Pointers 101: a pointer is a piece of paper with the address of a house on it.

By writing &bar, you are taking the house called bar and writing its address down on an anonymous piece of scrap paper.

You then call a function with that pointer as an argument. What happens here is that the function makes another copy of the piece of paper.

Your swap function then takes two such local copies and swaps what address is written on them.

So that does nothing outside the function. Clear?

Now fundamentally even if there was not a copy inside the function of the address all you are working with is scrap paper with house addresses on them. No changes to such paper can actually move the data stored in house bar or foo.

Answer 5

If you want to swap pointers, not their values, you need to pass pointer of pointer:

void swapPointers(double** num1, double** num2)
{
  double* temp = *num1;
  *num1 = *num2;
  *num2 = temp;
}

You can see an example in: http://ideone.com/iklCta

You can work even with references:

void swapPointers(double*& num1, double*& num2) {
  double* temp = num1;
  num1 = num2;
  num2 = temp;
}

Example: http://ideone.com/w4k9mV

This is useful when you work with huge objects (e.g.: image data) and you do not want to move a lot of memory, but only references.

Answer 6

When you pass double *num1 into a function, you're passing in a pointer by value. That creates a variable in the function scope that holds the address of a double. When you assign to that, you're changing the value of the pointer in the function scope.
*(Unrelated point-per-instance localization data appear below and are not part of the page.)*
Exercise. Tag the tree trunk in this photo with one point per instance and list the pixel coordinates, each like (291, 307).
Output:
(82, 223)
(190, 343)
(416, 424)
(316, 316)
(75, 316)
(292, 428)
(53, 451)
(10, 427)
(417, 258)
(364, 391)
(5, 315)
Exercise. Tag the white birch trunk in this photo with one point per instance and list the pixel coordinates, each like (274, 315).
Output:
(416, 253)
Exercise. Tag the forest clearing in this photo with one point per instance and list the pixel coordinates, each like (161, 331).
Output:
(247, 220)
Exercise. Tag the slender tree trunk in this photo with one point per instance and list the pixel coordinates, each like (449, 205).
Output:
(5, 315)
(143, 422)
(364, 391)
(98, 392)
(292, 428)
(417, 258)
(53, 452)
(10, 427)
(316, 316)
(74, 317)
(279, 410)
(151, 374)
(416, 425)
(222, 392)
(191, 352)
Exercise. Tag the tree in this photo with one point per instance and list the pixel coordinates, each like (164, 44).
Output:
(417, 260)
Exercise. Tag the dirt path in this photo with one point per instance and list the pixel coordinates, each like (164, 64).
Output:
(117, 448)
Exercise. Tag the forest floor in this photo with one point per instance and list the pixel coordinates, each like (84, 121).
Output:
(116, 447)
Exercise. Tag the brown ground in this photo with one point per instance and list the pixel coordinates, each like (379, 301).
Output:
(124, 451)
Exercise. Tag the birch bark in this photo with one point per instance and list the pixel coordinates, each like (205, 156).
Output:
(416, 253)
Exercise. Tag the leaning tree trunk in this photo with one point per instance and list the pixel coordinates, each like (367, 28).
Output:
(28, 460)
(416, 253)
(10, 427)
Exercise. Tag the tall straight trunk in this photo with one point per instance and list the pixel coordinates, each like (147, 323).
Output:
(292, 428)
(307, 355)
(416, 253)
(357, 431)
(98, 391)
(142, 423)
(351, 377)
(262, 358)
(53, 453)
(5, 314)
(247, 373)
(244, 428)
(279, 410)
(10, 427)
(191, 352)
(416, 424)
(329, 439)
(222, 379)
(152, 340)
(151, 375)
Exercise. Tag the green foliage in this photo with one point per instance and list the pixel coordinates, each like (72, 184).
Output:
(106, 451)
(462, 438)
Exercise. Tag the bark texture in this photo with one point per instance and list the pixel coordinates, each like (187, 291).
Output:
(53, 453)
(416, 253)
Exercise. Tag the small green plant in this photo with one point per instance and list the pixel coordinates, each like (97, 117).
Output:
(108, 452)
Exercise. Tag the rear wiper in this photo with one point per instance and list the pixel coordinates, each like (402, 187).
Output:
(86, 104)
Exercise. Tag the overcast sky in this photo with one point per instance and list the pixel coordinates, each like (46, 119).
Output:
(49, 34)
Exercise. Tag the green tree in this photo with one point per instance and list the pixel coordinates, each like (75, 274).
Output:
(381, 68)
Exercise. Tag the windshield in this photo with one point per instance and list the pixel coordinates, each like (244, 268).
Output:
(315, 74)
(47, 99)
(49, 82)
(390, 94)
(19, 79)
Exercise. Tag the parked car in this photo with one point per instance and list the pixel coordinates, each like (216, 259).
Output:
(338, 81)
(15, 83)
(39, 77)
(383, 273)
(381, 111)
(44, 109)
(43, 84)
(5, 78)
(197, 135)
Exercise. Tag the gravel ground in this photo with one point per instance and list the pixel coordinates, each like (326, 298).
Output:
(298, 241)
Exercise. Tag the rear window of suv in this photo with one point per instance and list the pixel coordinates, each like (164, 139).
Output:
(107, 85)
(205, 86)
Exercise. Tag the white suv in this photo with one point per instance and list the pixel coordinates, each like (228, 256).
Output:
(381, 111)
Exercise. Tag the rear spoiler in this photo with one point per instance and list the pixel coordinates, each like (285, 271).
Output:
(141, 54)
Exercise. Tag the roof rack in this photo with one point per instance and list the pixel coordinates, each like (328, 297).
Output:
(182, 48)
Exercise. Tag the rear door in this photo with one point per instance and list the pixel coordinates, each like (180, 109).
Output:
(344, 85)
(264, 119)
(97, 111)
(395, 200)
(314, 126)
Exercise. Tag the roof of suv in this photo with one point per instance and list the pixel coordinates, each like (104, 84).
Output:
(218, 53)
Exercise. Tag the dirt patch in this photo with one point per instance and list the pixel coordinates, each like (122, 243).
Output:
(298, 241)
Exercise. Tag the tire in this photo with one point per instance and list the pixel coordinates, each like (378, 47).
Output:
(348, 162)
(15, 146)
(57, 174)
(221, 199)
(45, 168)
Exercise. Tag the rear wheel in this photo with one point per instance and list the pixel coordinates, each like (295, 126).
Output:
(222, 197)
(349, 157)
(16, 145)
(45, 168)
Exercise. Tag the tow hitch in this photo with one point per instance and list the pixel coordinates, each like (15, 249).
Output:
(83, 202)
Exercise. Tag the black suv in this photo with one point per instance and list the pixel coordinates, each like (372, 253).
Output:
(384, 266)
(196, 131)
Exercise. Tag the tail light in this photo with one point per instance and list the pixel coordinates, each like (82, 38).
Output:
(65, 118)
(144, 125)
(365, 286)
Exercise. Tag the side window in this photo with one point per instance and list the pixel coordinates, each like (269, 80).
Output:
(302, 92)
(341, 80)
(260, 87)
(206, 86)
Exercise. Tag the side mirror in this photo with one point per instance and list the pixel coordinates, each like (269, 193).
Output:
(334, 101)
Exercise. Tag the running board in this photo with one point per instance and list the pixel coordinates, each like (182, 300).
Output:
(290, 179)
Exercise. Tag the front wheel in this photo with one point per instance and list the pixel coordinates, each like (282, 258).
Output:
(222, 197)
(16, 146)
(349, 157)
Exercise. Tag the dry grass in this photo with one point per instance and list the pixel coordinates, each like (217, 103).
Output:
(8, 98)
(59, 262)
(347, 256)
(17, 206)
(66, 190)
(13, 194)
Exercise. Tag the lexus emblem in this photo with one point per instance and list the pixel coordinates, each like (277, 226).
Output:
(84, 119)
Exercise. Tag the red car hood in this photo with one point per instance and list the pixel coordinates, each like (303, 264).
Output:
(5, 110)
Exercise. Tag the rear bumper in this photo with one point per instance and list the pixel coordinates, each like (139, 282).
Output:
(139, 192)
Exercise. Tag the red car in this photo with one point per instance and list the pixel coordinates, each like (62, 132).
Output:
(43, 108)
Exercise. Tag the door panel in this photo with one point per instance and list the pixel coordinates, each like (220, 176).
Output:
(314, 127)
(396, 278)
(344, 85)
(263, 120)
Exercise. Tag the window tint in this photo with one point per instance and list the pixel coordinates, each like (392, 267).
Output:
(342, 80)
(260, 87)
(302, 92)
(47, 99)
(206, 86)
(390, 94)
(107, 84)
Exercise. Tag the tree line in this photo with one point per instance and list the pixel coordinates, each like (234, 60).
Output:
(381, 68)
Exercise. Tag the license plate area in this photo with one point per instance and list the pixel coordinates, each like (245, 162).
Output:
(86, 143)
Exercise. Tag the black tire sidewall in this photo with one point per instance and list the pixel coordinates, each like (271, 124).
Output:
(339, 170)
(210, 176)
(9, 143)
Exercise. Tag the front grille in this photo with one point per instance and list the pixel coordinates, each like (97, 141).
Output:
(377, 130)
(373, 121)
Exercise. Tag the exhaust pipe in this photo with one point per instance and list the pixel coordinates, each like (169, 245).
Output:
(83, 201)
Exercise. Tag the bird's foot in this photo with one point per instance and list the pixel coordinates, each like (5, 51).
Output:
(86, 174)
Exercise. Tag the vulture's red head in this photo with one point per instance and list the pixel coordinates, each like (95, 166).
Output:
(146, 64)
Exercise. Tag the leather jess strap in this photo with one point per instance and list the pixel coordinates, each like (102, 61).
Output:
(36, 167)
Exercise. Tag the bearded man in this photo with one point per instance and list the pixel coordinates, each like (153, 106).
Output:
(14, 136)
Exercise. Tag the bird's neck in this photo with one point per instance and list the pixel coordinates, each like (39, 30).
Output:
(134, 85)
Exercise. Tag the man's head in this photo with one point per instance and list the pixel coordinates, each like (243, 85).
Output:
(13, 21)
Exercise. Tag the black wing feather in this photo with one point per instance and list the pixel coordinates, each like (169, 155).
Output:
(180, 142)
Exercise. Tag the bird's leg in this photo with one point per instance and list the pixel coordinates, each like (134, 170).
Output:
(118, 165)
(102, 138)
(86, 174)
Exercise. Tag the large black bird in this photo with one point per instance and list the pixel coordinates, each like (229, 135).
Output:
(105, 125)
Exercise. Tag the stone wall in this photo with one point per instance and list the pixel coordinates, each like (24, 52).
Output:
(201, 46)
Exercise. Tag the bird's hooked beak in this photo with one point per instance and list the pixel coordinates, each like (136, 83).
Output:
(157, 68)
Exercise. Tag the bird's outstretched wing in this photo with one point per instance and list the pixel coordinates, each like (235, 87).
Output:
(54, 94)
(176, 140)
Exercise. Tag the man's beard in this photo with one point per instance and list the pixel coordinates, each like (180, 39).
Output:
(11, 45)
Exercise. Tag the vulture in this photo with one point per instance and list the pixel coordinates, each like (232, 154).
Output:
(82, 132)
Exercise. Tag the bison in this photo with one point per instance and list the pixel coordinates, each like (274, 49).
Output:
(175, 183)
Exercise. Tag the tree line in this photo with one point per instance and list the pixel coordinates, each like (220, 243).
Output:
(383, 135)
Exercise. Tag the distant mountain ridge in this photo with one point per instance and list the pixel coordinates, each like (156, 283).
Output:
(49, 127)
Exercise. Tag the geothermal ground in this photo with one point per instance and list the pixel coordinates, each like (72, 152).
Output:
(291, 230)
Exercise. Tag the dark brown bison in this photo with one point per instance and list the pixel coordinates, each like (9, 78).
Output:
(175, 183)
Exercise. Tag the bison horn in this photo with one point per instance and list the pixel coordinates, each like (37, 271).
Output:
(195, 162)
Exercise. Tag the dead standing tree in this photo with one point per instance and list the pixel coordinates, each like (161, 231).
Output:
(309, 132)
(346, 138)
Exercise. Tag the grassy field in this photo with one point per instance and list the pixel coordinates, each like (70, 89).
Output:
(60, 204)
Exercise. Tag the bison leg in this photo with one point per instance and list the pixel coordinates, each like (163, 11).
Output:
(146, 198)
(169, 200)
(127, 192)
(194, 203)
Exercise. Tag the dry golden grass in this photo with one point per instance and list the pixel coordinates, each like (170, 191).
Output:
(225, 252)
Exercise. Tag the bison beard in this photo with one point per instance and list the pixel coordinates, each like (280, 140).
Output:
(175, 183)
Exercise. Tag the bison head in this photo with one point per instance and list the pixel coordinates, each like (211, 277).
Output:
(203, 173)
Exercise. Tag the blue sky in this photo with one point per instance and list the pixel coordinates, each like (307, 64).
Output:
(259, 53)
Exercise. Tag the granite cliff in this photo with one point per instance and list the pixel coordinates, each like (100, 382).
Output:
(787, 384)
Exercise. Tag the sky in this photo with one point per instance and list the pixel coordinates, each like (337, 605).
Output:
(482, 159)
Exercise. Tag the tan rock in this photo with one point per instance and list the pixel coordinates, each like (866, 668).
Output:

Just like you have to pass in a pointer to a double, dereference it, and assign to swap a double, you have to pass in a pointer to a pointer, dereference it, and assign to swap a pointer.

Answer 7

When you call

swapPointersClassic(&foo, &bar)

You are taking the address of two items on the stack. These values are being passed in as temporaries and are copied by value. In your function body, you swap where these temporaries point, but don't move where foo and bar are pointing.

Most importantly, foo and bar live on the stack. You can't change where variables live in the stack in C++. A value is mapped to a spot on the stack and lives there. You can get a pointer to where that value lives to do pass-by-pointer (similar to pass-by-reference) but just by changing where that temporary pointer points you aren't changing where the pointed-to object lives.

Answer 8

You are passing the pointers themselves by value; num1 and num2 are local copies of pointers that the caller calls the function with. So the swapping is not visible at the callsite when the function exits since the modifications were only made to variables that are local to the function.

Instead, change the function to take references to the pointers and your swapping code will work as intended to.

void swapPointers(double*& num1, double*& num2) { ... }

Now, your function parameters are aliases for the pointers that the caller passes to the function, and whatever you do to them will affect the pointers in the caller's context as well.